But it would be possible for servicers to treat force-placing as a last-ditch form of investor protection conducted at the lowest cost possible. Instead, they have consistently chosen force-placed insurance deals that reward themselves at the expense of their clients — and have sometimes given insurers unfettered access to write policies on their portfolios. Banks have put little effort into justifying their force-placed practices because they were rarely asked about them.
"[T]he cost may be considerably more expensive than insurance you can obtain," says a September letter from SunTrust Banks Inc.'s mortgage unit to a borrower, which cites the baffling — but often repeated — line that high prices are necessary because the policy is underwritten "without inspection." (As a general matter, insurers do not routinely inspect residential properties in the course of underwriting, according to Thompson of the National Consumer Law Center, though a representative of one large insurer told American Banker that it always reserves the right to.) SunTrust declined to comment for this story.
Such practices have been in place for years, yet force-placed insurance has received very little attention outside of the servicing industry. Given the current volume of foreclosure activity and the unprecedented attention that ground-level servicing operations are now receiving, however, that could change.
The Dodd-Frank Act stipulates that charges for force-placed insurance must be "bona fide and reasonable," and correspondence with the National Association of Insurance Commissioners suggest that state regulators are aware of the potential for conflicts of interest in insurer selection.

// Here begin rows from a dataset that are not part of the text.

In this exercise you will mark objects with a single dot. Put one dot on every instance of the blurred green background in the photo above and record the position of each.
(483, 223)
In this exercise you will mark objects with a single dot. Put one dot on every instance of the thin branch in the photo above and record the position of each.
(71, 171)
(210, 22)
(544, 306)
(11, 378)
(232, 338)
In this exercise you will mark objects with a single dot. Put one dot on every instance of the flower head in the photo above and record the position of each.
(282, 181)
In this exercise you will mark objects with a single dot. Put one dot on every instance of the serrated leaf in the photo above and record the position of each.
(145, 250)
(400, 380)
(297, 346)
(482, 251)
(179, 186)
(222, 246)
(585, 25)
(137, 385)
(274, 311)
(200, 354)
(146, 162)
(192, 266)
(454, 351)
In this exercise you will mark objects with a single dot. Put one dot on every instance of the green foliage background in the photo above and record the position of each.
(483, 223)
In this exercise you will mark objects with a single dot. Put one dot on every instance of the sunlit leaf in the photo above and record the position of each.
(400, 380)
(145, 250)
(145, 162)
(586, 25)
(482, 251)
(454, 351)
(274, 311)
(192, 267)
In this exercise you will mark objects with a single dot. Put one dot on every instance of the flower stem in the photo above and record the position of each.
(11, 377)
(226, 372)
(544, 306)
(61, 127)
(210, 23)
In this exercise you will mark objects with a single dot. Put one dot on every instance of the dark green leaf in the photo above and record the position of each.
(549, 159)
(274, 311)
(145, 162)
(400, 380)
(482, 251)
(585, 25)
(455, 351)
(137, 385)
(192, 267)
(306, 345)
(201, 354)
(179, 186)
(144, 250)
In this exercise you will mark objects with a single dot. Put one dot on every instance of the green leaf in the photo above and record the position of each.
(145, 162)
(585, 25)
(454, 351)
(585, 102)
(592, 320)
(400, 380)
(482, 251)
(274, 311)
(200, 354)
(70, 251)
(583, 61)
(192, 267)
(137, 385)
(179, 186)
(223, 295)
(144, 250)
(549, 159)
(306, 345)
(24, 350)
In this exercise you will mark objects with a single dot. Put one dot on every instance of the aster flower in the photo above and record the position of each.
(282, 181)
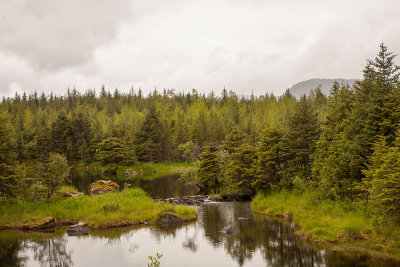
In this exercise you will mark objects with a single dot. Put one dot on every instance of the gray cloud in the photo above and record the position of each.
(243, 45)
(52, 35)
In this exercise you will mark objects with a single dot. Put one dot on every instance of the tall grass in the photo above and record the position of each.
(128, 205)
(332, 221)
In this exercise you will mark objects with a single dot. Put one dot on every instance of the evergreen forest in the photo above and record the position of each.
(341, 146)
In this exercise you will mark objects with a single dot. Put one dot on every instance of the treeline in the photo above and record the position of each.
(344, 145)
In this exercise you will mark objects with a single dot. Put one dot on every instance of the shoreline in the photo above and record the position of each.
(370, 243)
(110, 210)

Asked whether pricing in the field is competitive, a representative of the NAIC responded that servicers have "no incentive to select a competitively priced product, but instead would be more concerned with selecting one they know best protects the bank's interests or one where they are provided with an incentive or inducement to enter into the transaction."
In response to a query by American Banker on possible interest in the force-placed insurance market, the Office of the U.S. Trustee, which oversees bankruptcy trustees and the administration of cases, referred without comment to an Indiana bankruptcy case in which it has asked Wells Fargo to produce documents "that support the belief that Debtors had failed to maintain insurance" and "premium notices; invoices; canceled checks; policies of insurance; insurance binders; and, requests for quotes or bids for insurance."

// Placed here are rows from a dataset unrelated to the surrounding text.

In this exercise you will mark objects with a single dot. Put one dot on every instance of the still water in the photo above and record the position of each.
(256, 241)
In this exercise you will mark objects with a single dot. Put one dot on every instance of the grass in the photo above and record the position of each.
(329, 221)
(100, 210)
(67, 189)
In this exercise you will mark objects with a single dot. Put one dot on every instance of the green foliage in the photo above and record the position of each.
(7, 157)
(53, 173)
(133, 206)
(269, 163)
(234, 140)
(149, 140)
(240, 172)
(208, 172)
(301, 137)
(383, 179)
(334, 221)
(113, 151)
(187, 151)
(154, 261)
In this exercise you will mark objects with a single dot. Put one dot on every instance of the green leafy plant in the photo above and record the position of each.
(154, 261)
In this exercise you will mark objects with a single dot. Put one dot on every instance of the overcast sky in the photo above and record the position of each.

Wells is obligated to respond later this month.
Neither the U.S. Trustee's query of Wells nor the views of other regulators have filtered down to ground-level servicing practices, said consumer advocates like Thompson.
Golant, who hopes to begin deposing insurance industry officials in his force-placed cases within a few months, said he didn't believe the industry would willingly accept change.
"The banks' profits aren't connected to the performance of the loan," he said. "The people making policy, thinking the servicers are part of the solution to the foreclosure problem, need to understand that."